Des excavatrices sont à l’œuvre pour égaliser des tas de sable blanc afin de réhabiliter une plage qui tend à disparaître à Hammamet, un site touristique de premier plan en Tunisie. L’érosion côtière s’aggrave ici, due à un développement urbain anarchique et aux effets du changement climatique. Avant l’apogée de la saison estivale, cette initiative de renflouement du sable sur la plage municipale balnéaire située à 60 km de Tunis est supervisée par l’Agence de Protection et d’Aménagement du Littoral (APAL), une entité gouvernementale.
Tout au long de juin, 15 000 m3 de sable (soit 750 camions) ont été transportés et déchargés sur ce site symbolique du modèle touristique basé sur les stations balnéaires méditerranéennes, depuis les carrières de la région semi-désertique de Kairouan, distante de plus de 100 km. Lors des bonnes années, le tourisme peut contribuer jusqu’à 14 % du PIB, créant des dizaines de milliers d’emplois dans un pays où le taux de chômage dépasse 16 %, et atteint près de 40 % chez les jeunes. Pour 2024, le gouvernement espère accueillir 10 millions de visiteurs.

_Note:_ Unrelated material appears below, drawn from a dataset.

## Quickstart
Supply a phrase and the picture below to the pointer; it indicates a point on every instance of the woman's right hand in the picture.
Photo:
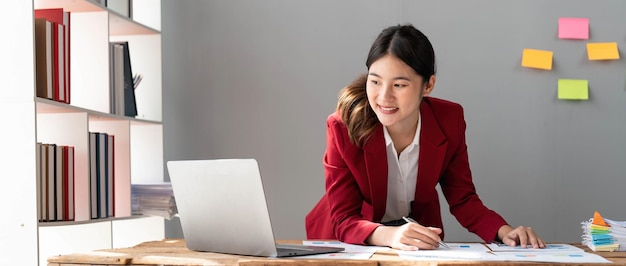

» Cette plage est la carte postale de Hammamet, ancrée dans notre mémoire depuis notre jeunesse « , déclare Chiheb Ben Fredj, secrétaire général de l’Association d’Éducation Relative à l’Environnement (AERE) à l’AFP. Toutefois, durant la dernière décennie, à Hammamet, l’un des lieux les plus affectés en Tunisie, » l’érosion côtière a entraîné la disparition de 24 000 m2 de plage, avec une régression de trois à huit mètres de plage par an entre 2006 et 2019 « , selon un rapport de la Banque Mondiale en 2020. D’après l’AERE, cette disparition « spectaculaire » du littoral a atteint un niveau de « destruction » sans précédent ces deux dernières années.
La côte tunisienne est en danger, avec une perte annuelle moyenne de 1,5 mètre de littoral. Déjà, 90 kilomètres de plages ont disparu tandis que 190 kilomètres supplémentaires des 570 kilomètres de plage sablonneuse sont menacés.
Pour lutter contre l’érosion, le réensablement des plages peut être une mesure bénéfique à la fois sur le plan esthétique et économique. Cependant, comme souligné par M. Ben Fredj, ce n’est pas une solution à long terme. D’autres dispositions, comme la construction de digues ou de structures pour retenir le sable, sont nécessaires. L’AERE a indiqué que l’installation de kilomètres de palissades a autorisé la restauration et la stabilisation des dunes sur de nombreuses plages du pays. Sinon, « le sable pourrait être englouti par la mer ou une tempête en quelques jours », dit M. Ben Fredj, comme cela s’est produit en 2023 lors de la première opération de réensablement à Hammamet.
Ces mesures ont une facture élevée attachée : le réensablement de trois plages à Hammamet, Monastir et Sfax cette année a coûté 3,9 millions de dinars (environ 1 million d’euros), selon l’APAL.
La plage centrale de Hammamet est considérée comme un joyau de la ville. Selon Narjess Bouasker, directrice de l’hôtel Menara et membre dirigeante de la Fédération régionale de l’hôtellerie, l’objectif principal est de restaurer la plage tout en préservant l’esthétique de la ville. Elle est rassurée par l’initiation d’une action en réponse à son avertissement, mais elle est consciente que le ressablement n’est qu’une mesure temporaire, car ils ne peuvent prévoir la réaction de la mer. Pour elle, l’objectif idéal serait de trouver un juste milieu entre la préservation de l’environnement et la lutte efficace contre l’érosion des côtes.
L’urbanisation incontrôlée, suivie du réchauffement climatique est indiquée comme la principale cause de l’érosion, non seulement par l’AERE mais aussi par l’APAL. Le réchauffement climatique engendre des tempêtes plus violentes et une montée des eaux, qui est particulièrement accélérée en Méditerranée.
Les bâtiments sur la plage centrale de Hammamet ont conduit à l’effacement des dunes limitrophes, un acteur clé dans le réapprovisionnement naturel du sable. L’APAL déplore également une gestion du littoral qui ne respecte pas les écosystèmes, y compris la couverture des lits des oueds, ces rivières représentant 85% des sédiments qui arrivent au bord de la mer, contribuant à l’atténuation de l’érosion. « Les bâtiments n’ont pas été conçus pour respecter la dynamique côtière », mentionne un responsable de l’APAL, souhaitant rester anonyme. Selon l’AERE, les plages les plus affectées se situent dans les zones urbaines comme Hammamet, Monastir et Sousse.